Texas will see changes to its breach notification law, but comprehensive privacy legislation at the state level will not occur until 2021 at the earliest. This year, two privacy bills were introduced in the Texas legislature. House Bill 4518 (modeled on the California Consumer Privacy Act) did not pass in any form. The other bill, House Bill 4390, did pass, but it was amended substantially before its passage. As passed, HB 4390 amends Texas’s data breach notification statute and creates a privacy council to provide privacy advice to the legislature to support possible future comprehensive privacy legislation.

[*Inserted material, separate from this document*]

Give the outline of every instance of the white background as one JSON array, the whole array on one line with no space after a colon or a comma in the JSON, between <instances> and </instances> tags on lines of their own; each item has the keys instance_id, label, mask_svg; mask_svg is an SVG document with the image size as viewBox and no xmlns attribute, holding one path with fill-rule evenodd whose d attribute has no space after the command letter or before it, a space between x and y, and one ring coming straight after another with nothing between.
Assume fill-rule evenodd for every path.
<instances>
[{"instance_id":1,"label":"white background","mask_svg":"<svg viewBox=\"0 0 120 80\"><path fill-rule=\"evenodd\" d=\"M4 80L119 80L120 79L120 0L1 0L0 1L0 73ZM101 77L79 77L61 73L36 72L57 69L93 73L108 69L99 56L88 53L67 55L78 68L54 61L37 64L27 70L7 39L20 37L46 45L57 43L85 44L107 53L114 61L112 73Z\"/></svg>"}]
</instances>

HB 4390 was intended to apply to data collected online and originally included requirements for a data security program to protect privacy. As passed, though, HB 4390 merely amends the state’s breach notification requirements in the Texas Identity Theft Enforcement and Protection Act. Two primary changes will go into effect on January 1, 2020, both of which bring the Texas law more in-line with breach notification laws around the country. First, breach notices must now be made to affected individuals and the Texas Attorney General within 60 days following the determination that a breach of system security occurred that involved sensitive personal information. Second, organizations must now notify the Texas Attorney General following a breach that affects more than 250 Texas residents. Notice content requirements were also added. The statute requires that breach notifications to affected individuals include:
- a detailed description of the nature and circumstances of the breach, or the use of sensitive personal information acquired as a result of the breach;
- the number of residents of this state affected by the breach at the time of notification;
- the measures taken by the person regarding the breach;
- any measures the person intends to take regarding the breach after the notification under this subsection; and
- information regarding whether law enforcement is engaged in investigating the breach.
HB 4390 also creates a Texas Privacy Protection Advisory Council whose sole purpose is to study and report to the Texas legislature its findings before the next legislative session in 2021, after which it is abolished. The Council will be made up of 15 members across disciplines (e.g., technology and law) and industries (e.g., health care, Internet, banking, telecommunications, advertising, cloud data storage, and social media platforms). The Council will be tasked with studying laws from around the world that govern the privacy and protection of identifiable information connected to a specific individual, technological device, or household. Not later than September 1, 2020, the Council must report its recommendations for statutory changes to the Texas legislature. The report could be a significant factor in the Texas legislature’s efforts to regulate privacy when it reconvenes in 2021.
The breach notification provisions in the new law take effect on January 1, 2020, but the Advisory Council section of the law takes effect on September 1 of this year.